Großhandel / Handwerksmärkte / Lokaler Einzelhandel
Vorteile: - Direktes Kundenfeedback von Angesicht zu Angesicht - Großbestellungen (Großhandel) - Kein digitales Marketing nötig - Cashflow durch Veranstaltungen
Nachteile: - Erheblicher Zeitaufwand - Standgebühren im Voraus (200–500 € pro Messe) - Erfordert Lagerbestand vor Ort - Großhandelsmargen (50 % des Einzelhandelspreises) sind knapp
Am besten für: Verkäufer, deren Produkte davon profitieren, persönlich gesehen und angefasst zu werden.
Der Expansions-Plan
Schritt 1: Wählen Sie EINE zusätzliche Plattform. Starten Sie nicht überall gleichzeitig. Wählen Sie die Plattform, die am besten zu Ihrem Produkttyp und Ihrer verfügbaren Zeit passt.
Schritt 2: Beginnen Sie mit Ihren Top-5-Produkten. Replizieren Sie nicht Ihren gesamten Etsy-Katalog. Bringen Sie zuerst Ihre Bestseller – das sind erprobte Produkte mit der höchsten Erfolgschance auf einer neuen Plattform.
Schritt 3: Anpassen, nicht kopieren. Jede Plattform hat eigene SEO-Regeln, Bildanforderungen und Käufererwartungen. Ihr Etsy-Titel funktioniert nicht wortwörtlich auf Amazon. Ihre Etsy-Fotos brauchen möglicherweise andere Dimensionen für Instagram. Investieren Sie Zeit, um zu verstehen, was auf der neuen Plattform funktioniert.

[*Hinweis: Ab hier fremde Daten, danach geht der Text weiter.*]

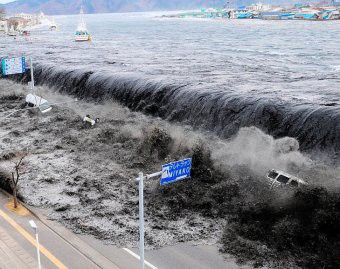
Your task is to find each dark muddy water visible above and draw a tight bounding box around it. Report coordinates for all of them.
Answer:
[0,13,340,156]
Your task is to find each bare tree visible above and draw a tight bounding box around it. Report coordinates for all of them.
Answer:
[11,153,27,208]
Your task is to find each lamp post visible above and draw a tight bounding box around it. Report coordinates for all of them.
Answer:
[29,220,41,269]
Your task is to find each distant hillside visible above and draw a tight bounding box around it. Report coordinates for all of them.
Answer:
[0,0,318,15]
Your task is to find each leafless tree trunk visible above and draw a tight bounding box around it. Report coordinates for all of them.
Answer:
[11,154,26,208]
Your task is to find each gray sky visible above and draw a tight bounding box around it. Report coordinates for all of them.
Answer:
[0,0,14,4]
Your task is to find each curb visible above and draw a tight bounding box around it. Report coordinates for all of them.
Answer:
[0,189,120,269]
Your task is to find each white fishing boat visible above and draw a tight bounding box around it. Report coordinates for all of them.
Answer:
[50,18,58,31]
[7,25,18,36]
[74,7,91,42]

Verwenden Sie den Niche Finder und Tag Scout für Etsy-spezifische Optimierung. Für andere Plattformen nutzen Sie deren native Tools – Amazon hat eigene Keyword-Recherche, Pinterest hat eigene Suchvorschläge.

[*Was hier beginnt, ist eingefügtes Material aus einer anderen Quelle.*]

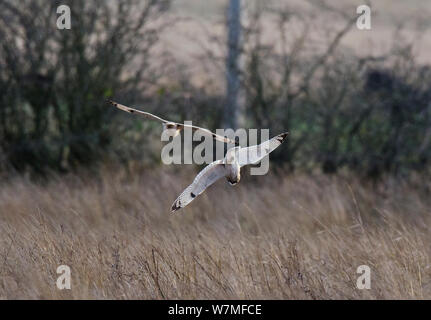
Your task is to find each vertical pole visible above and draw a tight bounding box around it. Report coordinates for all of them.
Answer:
[224,0,241,129]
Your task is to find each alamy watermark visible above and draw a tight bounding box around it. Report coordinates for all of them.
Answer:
[56,265,71,290]
[161,121,270,175]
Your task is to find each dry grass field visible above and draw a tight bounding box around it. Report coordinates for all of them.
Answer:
[0,167,431,299]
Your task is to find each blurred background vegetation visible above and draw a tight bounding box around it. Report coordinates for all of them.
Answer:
[0,0,431,178]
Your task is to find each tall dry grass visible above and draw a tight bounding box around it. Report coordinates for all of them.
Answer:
[0,168,431,299]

Schritt 4: Richten Sie eine zentrale Inventarverwaltung ein. Wenn Sie dieselben physischen Produkte über mehrere Plattformen verkaufen, müssen Sie das Inventar zentral verfolgen. Nichts zerstört das Kundenvertrauen schneller, als ein Produkt zu verkaufen, das bereits ausverkauft ist.
Optionen: - Manuelle Verfolgung in einer Tabelle (funktioniert bis ca. 50 aktive SKUs) - Inventarverwaltungssoftware wie Sellbrite, Linnworks oder Craftybase (verbindet mehrere Plattformen) - Wenn Sie Shopify nutzen, synchronisiert deren Etsy-Integration automatisch
Schritt 5: Messen und vergleichen. Nach 90 Tagen auf der neuen Plattform vergleichen Sie: - Umsatz pro investierter Stunde - Gewinnmargen (nach plattformspezifischen Gebühren) - Kundenakquisitionskosten - Retouren-/Reklamationsrate
Wenn die neue Plattform weniger Gewinn pro Stunde generiert, als wenn Sie diese Zeit in die Verbesserung Ihres Etsy-Shops investieren, lohnt sich der Aufwand möglicherweise nicht.
Mehrere Plattformen im Tagesgeschäft managen
Der tägliche Overhead des Multi-Channel-Verkaufs ist die echte Herausforderung. Hier ist eine nachhaltige Routine:
Morgens (30 Min.): - Bestellungen über alle Plattformen prüfen - Auf Nachrichten antworten (Etsy, Amazon, E-Mail) - Inventarprobleme markieren
Produktion (Hauptblock): - Produzieren Sie nach Produkttyp, nicht nach Plattform - Beschriften Sie Bestellungen nach Plattform für die Verpackung
Abends (15 Min.): - Bestellungen versenden, Tracking-Nummern auf allen Plattformen aktualisieren - Analytics auf Ungewöhnliches prüfen
Wöchentlich (1 Stunde): - Plattformspezifische Performance überprüfen - Preise oder Listings basierend auf Daten anpassen - Content für Social Plattformen erstellen (falls zutreffend)
Der 80/20-Ansatz
Die meisten Verkäufer stellen fest, dass eine Plattform 80 % ihres Umsatzes generiert. Das ist in Ordnung. Die anderen Plattformen dienen als:
- Absicherung gegen Algorithmus-Änderungen
- Entdeckungskanäle, die neue Kunden auf Ihre Marke aufmerksam machen
- Testgelände für neue Produkte oder Preise
Fühlen Sie sich nicht unter Druck, überall gleich erfolgreich zu sein. Seien Sie auf einer Plattform dominant und auf anderen präsent. Nutzen Sie Tools wie den Shop Scout, um Ihre primäre Plattform weiter zu optimieren, während Sie andernorts eine leichtere Präsenz pflegen.
Das Ziel ist nicht, überall zu sein. Es ist, niemals vollständig von einem einzigen Ort abhängig zu sein.